Penjelasan Pengacara Mengapa Korban Penyekapan tak Melawan

1 hour ago 8

JANUAR Solehuddin, kuasa hukum korban penyekapan dan penganiayaan di Bandung, mengatakan ada beberapa faktor yang membuat kliennya, YTR, sulit melawan dan kabur.

“Pertama karena korban dipukul matanya jadi tidak bisa melihat, kemudian diancam, terus komunikasi juga dibatasi karena handphone dipegang sama pelaku,” katanya kepada Tempo, Rabu, 24 Juni 2026.

Scroll ke bawah untuk melanjutkan membaca

Januar menuturkan YTR disekap oleh kekasihnya, Taufik Hidayat, selama sekitar dua tahun dengan lokasi yang berpindah-pindah. 

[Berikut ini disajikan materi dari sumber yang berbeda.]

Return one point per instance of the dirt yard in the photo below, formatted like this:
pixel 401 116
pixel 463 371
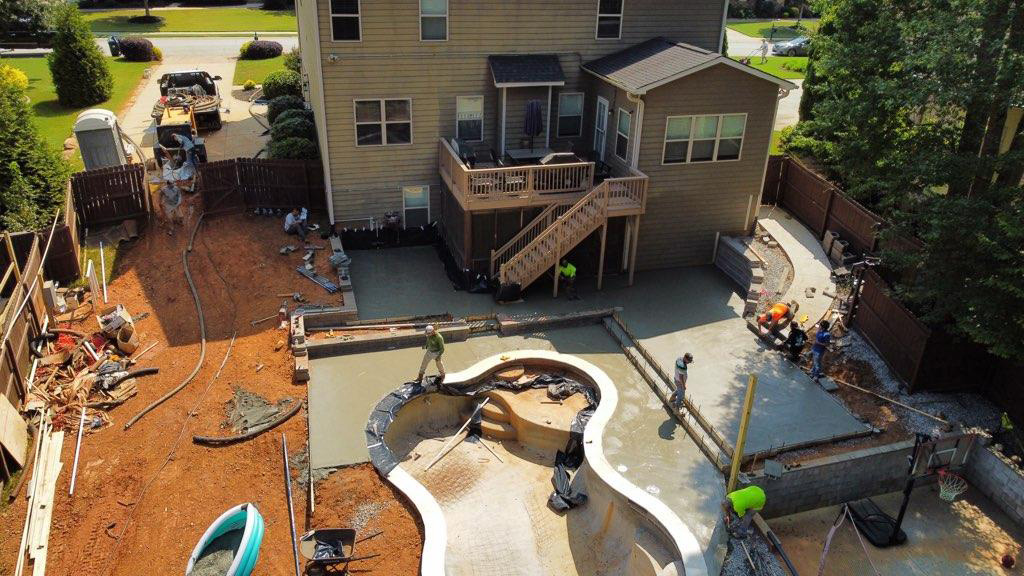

Januar menolak untuk menjelaskan lebih rinci kekerasan yang dialami kliennya dengan alasan telah masuk berita acara pemeriksaan (BAP) di kepolisian.

Sementara itu, Kepala Polda Jabar Rudi Setiawan mengatakan tim kedokteran telah mengindetifikasi sejumlah luka yang dialami YTR akibat penyekapan dan penganiayaan ini. YTR mengalami luka parah di bagian mata, bibir, bekas sayatan di kaki, dan bekas sundutan rokok. “Tentunya ini menjadi bukti dari apa yang telah terjadi atau dilakukan tersangka,” kata Rudi saat konferensi pers di RSHS Bandung, Selasa 23 Juni 2026.

Polisi telah menetapkan Taufik Hidayat sebagai tersangka penganiayaan dan menjeratnya dengan pasal 466 KUHP Tahun 2023. Polisi turut menyita barang bukti seperti helm, kalung emas, obat parasetamol, sandal, senjata tajam, benda seperti pistol, meja lipat, dan botol cairan infus.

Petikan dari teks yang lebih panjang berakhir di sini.